12月百貨店売上速報|高島屋のみ増収/海外顧客減少で影響

主要百貨店4社が12月の売上高速報を発表した。既存店売上高は三越伊勢丹百貨店は前年比99.5%、大丸松坂屋百貨店は99.1%、阪急阪神百貨店は96.1%、高島屋は104.3%だった。

(株)三越伊勢丹ホールディングス(東京都新宿区、細谷敏幸社長)の国内百貨店売上げ合計は前年同月比で99.5%。伊勢丹新宿本店の店頭売上げは103.1%、三越日本橋本店は105.8%、三越銀座店は97.0%、伊勢丹立川店は98.9%、伊勢丹浦和店は93.7%。首都圏5店で既存店101.9%となった。

宝飾・時計や装身具が好調に推移した。また基幹3店では、ラグジュアリーブランドを中心にコートやセーターなど冬物衣料品やスキンケア・フレグランスも国内顧客に支持された。新宿本店では、12月後半から展開している春物アイテムへの関心も見られた。

国内顧客は引き続き識別顧客がけん引しており、特に「MI Wメンバー」や三越伊勢丹・カスタマープログラムの上位顧客の売上が好調だった。海外顧客も海外外商を中心に「同社と繋がった個客」の売上が伸長し、海外顧客向けアプリも含めたCRM戦略の効果・必然性が高まっている。

J.フロントリテイリング(株)(東京都中央区、好本達也社長)は、大丸松坂屋百貨店合計が既存店前年同月比99.1%。博多大丸、高知大丸を含む百貨店事業全体でも98.1%だった。

12月度の売上高は、外商売上が好調を持続したものの、訪日外国人売上が前年を大きく下回ったことなどから、前年割れとなった。

店舗別では、15店舗中7店舗が前年を上回った。大丸梅田店は、上層フロアの改装に伴う売場閉鎖影響などにより、対前年マイナスとなった。

大丸松坂屋百貨店合計の免税売上高(速報値)は、客単価が対前年2.7%増と前年実績を上回ったものの、客数が18.8%減と前年実績を大きく下回ったことなどから、対前年16.6%減となった。

エイチ・ツー・オーリテイリング(株)(大阪市北区、荒木直也社長)の(株)阪急阪神百貨店(大阪市北区、山口俊比古社長)の売上高は前年同月比96.1%、阪急本店が93.3%、阪神梅田本店が107.3%だった。
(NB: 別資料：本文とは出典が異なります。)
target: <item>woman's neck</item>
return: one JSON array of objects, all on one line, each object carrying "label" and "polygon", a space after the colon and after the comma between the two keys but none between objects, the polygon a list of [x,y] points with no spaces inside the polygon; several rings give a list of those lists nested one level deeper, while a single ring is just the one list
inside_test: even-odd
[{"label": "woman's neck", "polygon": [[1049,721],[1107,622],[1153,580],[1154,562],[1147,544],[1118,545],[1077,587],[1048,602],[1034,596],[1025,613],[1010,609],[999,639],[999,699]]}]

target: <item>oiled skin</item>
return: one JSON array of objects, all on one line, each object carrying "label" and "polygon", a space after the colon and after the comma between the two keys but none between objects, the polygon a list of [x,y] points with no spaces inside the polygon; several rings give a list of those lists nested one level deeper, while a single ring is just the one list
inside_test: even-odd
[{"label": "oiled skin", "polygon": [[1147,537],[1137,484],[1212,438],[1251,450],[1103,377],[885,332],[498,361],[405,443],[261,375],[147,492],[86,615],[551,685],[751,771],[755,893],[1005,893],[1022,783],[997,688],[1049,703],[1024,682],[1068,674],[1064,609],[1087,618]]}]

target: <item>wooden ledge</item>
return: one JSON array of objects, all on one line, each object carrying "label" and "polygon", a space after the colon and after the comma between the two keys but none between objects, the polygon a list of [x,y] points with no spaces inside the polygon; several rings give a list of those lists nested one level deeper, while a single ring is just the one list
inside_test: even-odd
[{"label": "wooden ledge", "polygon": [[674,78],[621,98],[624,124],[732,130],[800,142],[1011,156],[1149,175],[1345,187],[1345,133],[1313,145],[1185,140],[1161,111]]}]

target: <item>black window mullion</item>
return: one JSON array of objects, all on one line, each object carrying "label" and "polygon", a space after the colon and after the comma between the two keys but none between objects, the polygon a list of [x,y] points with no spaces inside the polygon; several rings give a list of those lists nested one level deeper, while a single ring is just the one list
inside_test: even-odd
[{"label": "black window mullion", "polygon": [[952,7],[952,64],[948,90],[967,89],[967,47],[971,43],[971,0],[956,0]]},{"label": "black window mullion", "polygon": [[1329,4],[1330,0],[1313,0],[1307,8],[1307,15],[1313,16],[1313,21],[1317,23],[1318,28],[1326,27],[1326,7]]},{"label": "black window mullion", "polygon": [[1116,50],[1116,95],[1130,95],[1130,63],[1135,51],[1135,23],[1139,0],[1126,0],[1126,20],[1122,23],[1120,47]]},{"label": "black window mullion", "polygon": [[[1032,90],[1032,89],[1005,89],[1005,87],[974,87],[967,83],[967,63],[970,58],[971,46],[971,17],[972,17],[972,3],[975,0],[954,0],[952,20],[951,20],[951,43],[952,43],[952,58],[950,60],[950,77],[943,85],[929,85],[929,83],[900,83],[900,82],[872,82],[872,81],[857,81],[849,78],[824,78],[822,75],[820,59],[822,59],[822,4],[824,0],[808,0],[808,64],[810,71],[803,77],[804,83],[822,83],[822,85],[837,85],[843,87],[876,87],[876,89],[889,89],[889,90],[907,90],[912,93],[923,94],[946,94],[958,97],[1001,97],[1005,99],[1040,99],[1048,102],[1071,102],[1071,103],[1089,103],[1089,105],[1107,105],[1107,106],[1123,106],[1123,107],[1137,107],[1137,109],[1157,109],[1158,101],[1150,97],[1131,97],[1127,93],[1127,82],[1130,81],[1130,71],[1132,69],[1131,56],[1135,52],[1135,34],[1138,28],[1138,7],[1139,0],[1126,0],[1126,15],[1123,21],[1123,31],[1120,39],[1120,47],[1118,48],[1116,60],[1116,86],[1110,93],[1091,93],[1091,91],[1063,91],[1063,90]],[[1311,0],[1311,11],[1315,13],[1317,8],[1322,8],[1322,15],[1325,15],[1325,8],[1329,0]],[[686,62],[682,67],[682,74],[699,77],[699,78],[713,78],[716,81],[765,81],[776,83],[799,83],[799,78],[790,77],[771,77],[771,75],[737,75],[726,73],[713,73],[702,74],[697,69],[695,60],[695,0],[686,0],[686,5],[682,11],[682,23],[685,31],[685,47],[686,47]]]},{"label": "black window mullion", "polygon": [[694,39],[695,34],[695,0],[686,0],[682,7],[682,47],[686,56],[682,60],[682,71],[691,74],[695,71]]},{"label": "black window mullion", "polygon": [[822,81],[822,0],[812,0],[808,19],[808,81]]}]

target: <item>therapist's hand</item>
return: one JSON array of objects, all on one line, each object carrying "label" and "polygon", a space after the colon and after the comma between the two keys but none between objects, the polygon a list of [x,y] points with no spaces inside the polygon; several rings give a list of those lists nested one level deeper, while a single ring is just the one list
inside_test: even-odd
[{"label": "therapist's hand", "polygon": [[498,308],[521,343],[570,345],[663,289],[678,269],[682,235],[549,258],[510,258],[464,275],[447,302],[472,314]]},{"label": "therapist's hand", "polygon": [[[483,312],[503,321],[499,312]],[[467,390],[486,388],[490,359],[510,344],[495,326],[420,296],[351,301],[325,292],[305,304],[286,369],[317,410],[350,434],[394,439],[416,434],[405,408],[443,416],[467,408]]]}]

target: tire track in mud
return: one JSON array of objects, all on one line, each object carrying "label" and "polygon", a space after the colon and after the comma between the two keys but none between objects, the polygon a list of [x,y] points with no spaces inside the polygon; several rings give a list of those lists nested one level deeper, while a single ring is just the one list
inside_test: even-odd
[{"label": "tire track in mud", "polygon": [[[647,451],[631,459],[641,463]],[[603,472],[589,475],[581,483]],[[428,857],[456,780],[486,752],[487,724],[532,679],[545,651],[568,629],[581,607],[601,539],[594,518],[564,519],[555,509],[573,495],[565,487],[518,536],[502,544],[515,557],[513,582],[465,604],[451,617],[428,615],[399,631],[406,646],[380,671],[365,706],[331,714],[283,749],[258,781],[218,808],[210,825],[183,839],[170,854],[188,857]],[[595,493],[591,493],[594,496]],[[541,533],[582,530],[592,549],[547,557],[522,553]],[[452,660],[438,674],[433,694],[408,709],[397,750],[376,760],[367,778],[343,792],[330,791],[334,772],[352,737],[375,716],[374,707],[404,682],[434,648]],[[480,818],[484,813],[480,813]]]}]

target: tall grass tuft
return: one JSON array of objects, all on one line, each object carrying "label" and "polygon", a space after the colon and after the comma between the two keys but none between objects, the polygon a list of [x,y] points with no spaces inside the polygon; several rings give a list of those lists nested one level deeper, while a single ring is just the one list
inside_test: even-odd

阪急本店6階の閉鎖など全館の大型改装に伴う売場縮小のマイナス影響が継続する中、全館の売上高は前年を下回った。暖冬で冬物ファッションが全体的に苦戦、クリスマスギフトについても一段と二極化が進み、より価格を意識して購入する顧客が多く、中間価格帯の商品の動きが鈍かった。その結果、国内客の売上高は前年をやや下回り、免税売上高も海外VIP顧客は比較的堅調に推移するものの中国からのツーリスト客の大幅減少による影響が大きく、前年を下回った。

阪神梅田本店は、3日に人気キャラクターの物販・カフェなどの複合ショップがオープンし来店客数・売上高ともに好調に推移。また前月にリニューアルオープンした食品売場も好調に推移し、全館の店頭売上高は約1割増と高伸した。

(株)高島屋(大阪府大阪市、村田善郎社長)の既存店売上高は、高島屋単体の10店舗で前年同月比104.3%、国内百貨店子会社3社を加えても104.1%だった。

12月度の店舗別売上高は、大阪店103.4%、堺店124.4%、京都店107.5%、日本橋店102.6%、横浜店105.7%、新宿店100.4%、玉川店107.6%、EC店110.9%と8店舗で前年実績を上回った。

特選衣料雑貨、宝飾品、子供情報ホビー、リビング、食料品、食堂が前年実績をを上回った。